Effect of Methanolic extract of Musa sapientum leaves on Gastrointestinal Transit time in Normal and Alloxan induced Diabetic rats: Possible Mechanism of Action

Disorders of gastrointestinal motility have been associated with Diabetes mellitus. Hyperglycaemia particularly has been reported to inhibit gastrointestinal transit time while glibenclamide, a sulphonylurea and insulin, both increased transit time. Musa sapientum has also been reported as an antidiabetic agent but there is dearth of information on the effect of this plant on gastrointestinal motility. This study was therefore carried out to investigate the effect of methanolic extract of Musa sapientum leaves (MEMSL) on Gastrointestinal Transit time (GITT) in male albino rats with and without hyperglycaemia and to elucidate possible mechanism by which this extract functions. Fifty five albino rats were divided into 11 groups of five animals each. All animals were fasted for 24hrs before the begining of the experiment.

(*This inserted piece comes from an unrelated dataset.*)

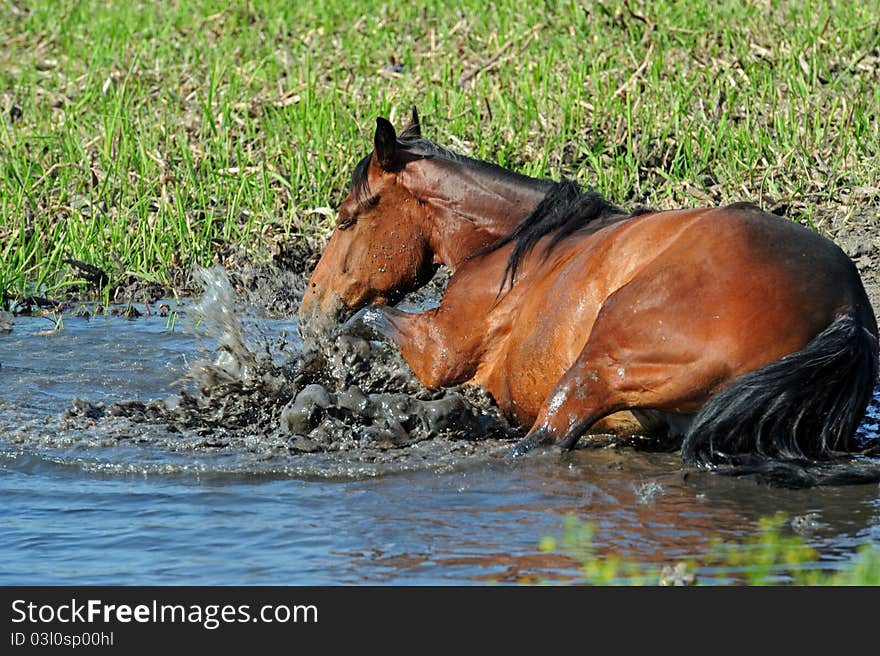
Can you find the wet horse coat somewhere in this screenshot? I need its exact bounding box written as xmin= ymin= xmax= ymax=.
xmin=300 ymin=111 xmax=877 ymax=462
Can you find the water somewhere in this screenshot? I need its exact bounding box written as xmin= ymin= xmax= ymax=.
xmin=0 ymin=303 xmax=880 ymax=585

Group 1 served as control; while the remaining groups (2 - 11) were treated with 250mg/kg; 500mg/kg MEMSL; diabetic control; diabetic treated with 250mg/kg; 500mg/kg MEMSL; diabetic treated with glibenclamide (5mg/kg); normal rats treated with Nifedipine (50mg/kg); normal rats treated with calcium chloride (CaCl2) only (10mg/kg); groups 10 and 11 were both pretreated with CaCl2 and subsequently treated with 250mg/kg and 500mg/kg MEMSL respectively. All plant extracts used for treatments were dissolved in normal saline and administered orally using orogastric tube. Charcoal meal was used as marker in the estimation of GITT. The study showed significant decrease in GITT in the normal rats treated with 250mg/kg and 500mg/kg of extract. However, in the diabetic rats treated with 500mg/kg MEMSL, there was significant increase in GITT and this is comparable with the gut response to glibenclamide (5mg/kg). Musa sapientum extract produced significant decrease in transit time in the calcium chloride pre-treated normal rats and this is comparable to the effect observed in Nifedipine treated group. The significant reduction in GITT produced by MEMSL in the normal rats reflects a strong possibility of MEMSL acting as calcium channel antagonist through the voltage gated calcium channel which may be due to the presence of alkaloids, saponins, cardenolides. There is the possibility of the extract acting as an inhibitor of potassium channel at higher concentration as observed in glibenclamide treated groups. Keywords: Musa Sapientum, Gastrointestinal transit time, Alloxan diabetes.